Plusieurs villes italiennes se sont succédé dans le leadership de la fabrication : Alghero (Sardaigne) au Moyen âge, Trapani (Sicile) lors de la Renaissance, Gênes à l’âge baroque, Livourne au Siècle des Lumières puis Torre del Greco dans le golfe de Naples. L’essentiel du travail porte sur la fabrication de grains (perles) aux formes variées (olives, olivettes, lentilles, boutons) et destinés à la confection de bijoux et chapelets (patenôtres). Au XVIe siècle, la fabrication traditionnelle évolue et commence à se doubler d’un véritable travail artistique. C’est en Sicile, à Trapani, que la sculpture par incision sur corail se développe.

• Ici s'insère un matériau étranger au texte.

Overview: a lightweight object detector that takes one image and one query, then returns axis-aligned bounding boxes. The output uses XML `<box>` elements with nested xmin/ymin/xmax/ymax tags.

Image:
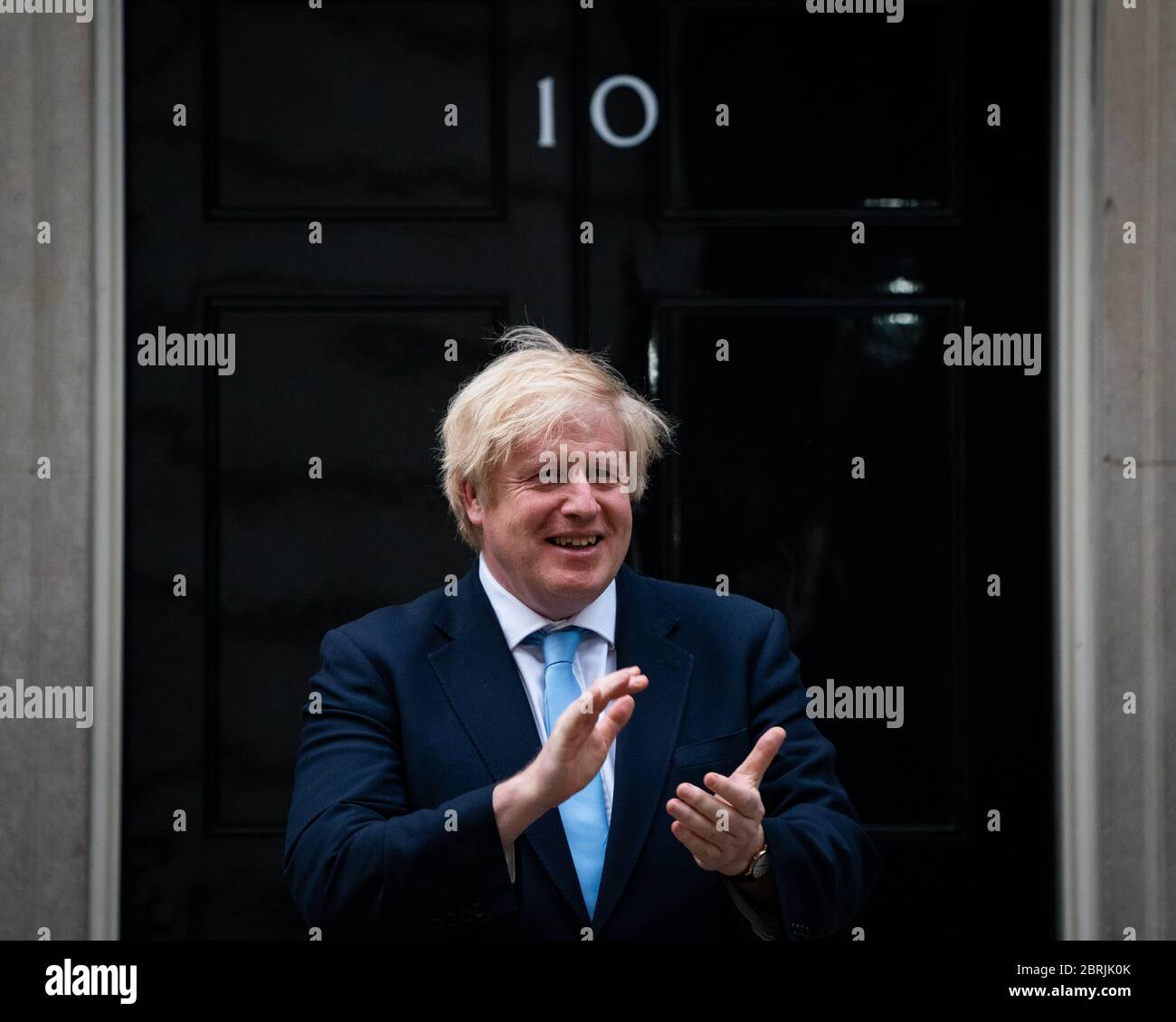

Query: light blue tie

La situation actuelle du corail en Méditerranée est problématique. Encouragé par la forte valeur marchande d’une matière première de bijouterie surnommée « l’or rouge », le pillage des fonds marins est d’autant plus destructeur qu’il s’effectue parfois avec une croix de Saint-André composé de rails ou de poutrelles de fer. Dans le même temps, les mesures de préservation restent insuffisantes à limiter les dégâts engendrés par les pêches et les prélèvements illicites.